Prisme N°6 May 2005
Claude Henry
This paper examines the relationship between innovation and intellectual property rights. Over the past 25 years, the traditional balance between patent legislation and knowledge as public good has started to shift in favour of the former. The global, uniform, but flawed approach to patenting systems, driven by the United States and reflected in the TRIPS agreement, will cause negative externalities for developing countries. The paper suggests that these effects might be mitigated through appropriate instruments and prudent transposition of the TRIPS agreement into national legislations.
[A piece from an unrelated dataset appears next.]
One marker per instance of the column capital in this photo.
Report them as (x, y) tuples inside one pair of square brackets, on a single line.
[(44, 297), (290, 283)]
It argues that the legal and economic foundations that have underpinned traditional intellectual property rights remain valid. Recent trends in approaches to intellectual property rights, including patent proliferation and geographical spread, are critically examined against the background of US-sponsored linkage of patent protection with free trade agreements. Examples from the life sciences and biotechnology illustrate the problems of unwarranted patents and excessive patent breadth, reinforcing doubts about the current uniformization of intellectual property rights protection, and highlighting the risk to innovation and development policy. In the final section, the paper explains how two developing countries have invoked the remedial measures embedded in the TRIPS agreement. These mechanisms include interpretative freedom, opposition procedures and compulsory licences. The paper concludes that from a Schumpeterian viewpoint, “open source” makes the main factors governing innovation more compatible than patent-based protection.